There may be times when you work with databases that have columns or tables with relatively long or hard-to-read names. In these cases, you can make these names more readable by creating an alias with the AS keyword. Aliases created with AS are temporary and exist only for the duration of the query for which they are created:

  1. SELECT name AS n, birthdate AS b, dessert AS d FROM dinners;

Output n | b | d -+-+- Dolly | 1946-01-19 | Etta cake | 1938-01-25 | Irma ice cream | 1941-02-18 | Barbara cake | 1948-12-25 | Gladys ice cream | 1944-05-28 | ice cream (5 rows) Here, we’ve told SQL to display the name column as n, the

date of birth column as b, and the dessert column as d

.

The examples we’ve seen up to this point include some of the most commonly used keywords and clauses in SQL queries. These are useful for basic queries, but they’re not useful if you’re trying to perform a calculation or derive a scalar value (a single value, rather than a set of several different values) based on your data. This is where aggregate functions come into play.

Added functions

Often, when working with data, you don’t necessarily want to see the data itself. Rather, you want insights into the data. SQL syntax includes a number of functions that allow you to interpret or execute calculations on your data by simply issuing a SELECT query. These are known as aggregate functions.

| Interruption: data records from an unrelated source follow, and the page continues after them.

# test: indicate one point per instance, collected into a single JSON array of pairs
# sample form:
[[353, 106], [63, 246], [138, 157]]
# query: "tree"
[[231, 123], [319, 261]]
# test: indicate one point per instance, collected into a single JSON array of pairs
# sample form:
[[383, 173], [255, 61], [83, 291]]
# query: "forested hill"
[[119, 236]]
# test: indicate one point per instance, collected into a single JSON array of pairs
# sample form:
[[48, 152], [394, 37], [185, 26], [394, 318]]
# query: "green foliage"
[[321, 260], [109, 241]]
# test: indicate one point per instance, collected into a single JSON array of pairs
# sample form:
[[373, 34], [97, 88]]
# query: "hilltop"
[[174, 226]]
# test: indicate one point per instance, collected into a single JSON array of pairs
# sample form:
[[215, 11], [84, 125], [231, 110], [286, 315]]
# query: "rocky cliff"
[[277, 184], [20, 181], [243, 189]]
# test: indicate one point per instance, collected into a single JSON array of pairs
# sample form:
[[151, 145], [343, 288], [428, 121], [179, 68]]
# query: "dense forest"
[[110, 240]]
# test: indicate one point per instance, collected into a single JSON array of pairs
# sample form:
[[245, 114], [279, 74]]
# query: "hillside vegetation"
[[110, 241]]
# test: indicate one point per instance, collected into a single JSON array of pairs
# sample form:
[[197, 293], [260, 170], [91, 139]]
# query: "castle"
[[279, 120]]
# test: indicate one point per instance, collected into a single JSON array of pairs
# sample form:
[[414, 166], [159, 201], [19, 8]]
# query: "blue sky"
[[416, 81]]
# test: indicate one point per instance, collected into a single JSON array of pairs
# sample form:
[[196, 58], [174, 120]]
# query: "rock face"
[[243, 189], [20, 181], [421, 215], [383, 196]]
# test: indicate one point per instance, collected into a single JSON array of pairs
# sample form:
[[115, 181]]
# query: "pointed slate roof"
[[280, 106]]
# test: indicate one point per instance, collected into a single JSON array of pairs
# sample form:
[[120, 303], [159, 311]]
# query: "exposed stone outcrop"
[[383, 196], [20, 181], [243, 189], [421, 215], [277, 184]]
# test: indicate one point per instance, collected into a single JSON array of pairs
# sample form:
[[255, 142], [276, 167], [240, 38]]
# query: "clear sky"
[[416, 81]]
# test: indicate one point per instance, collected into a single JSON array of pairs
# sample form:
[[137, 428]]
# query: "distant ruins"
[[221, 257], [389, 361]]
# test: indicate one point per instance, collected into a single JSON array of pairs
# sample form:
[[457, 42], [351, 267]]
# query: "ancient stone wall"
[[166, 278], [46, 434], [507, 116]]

The COUNT function counts and returns the number of rows that match a certain criterion. For example, if you want to know how many of your friends prefer tofu for their birthday main course, you can issue this query:

  1. SELECT COUNT(entrée) FROM dinners WHERE entrée = ‘tofu’;

Output count: 2 (1 row)

The AVG function returns the average (average) value of a column. Using our example table, you can find the best average score among your friends with this query:

  1. SELECT AVG (best) FROM tournaments;

Output average: 252.8 (1 row)

SUM is used to find the total sum of a given column. For example, if you want to see how many games you and your friends have played over the years, you can run this query:

  1. SELECT SUM(wins) FROM tournaments;

Output sum: 35 (1 row)

Please note that the AVG and SUM functions will only work properly when used with numeric data. If you try to use them on non-numeric data, it will result in an error or only 0, depending on the RDBMS you are using:

  1. SELECT SUM(entrée) FROM dinners;

OutputERROR: the sum of functions (character variation) does not exist LINE 1: select sum (input) of the dinners; ^ TIP: No function matches the given name and argument types. You may need to add explicit type conversions.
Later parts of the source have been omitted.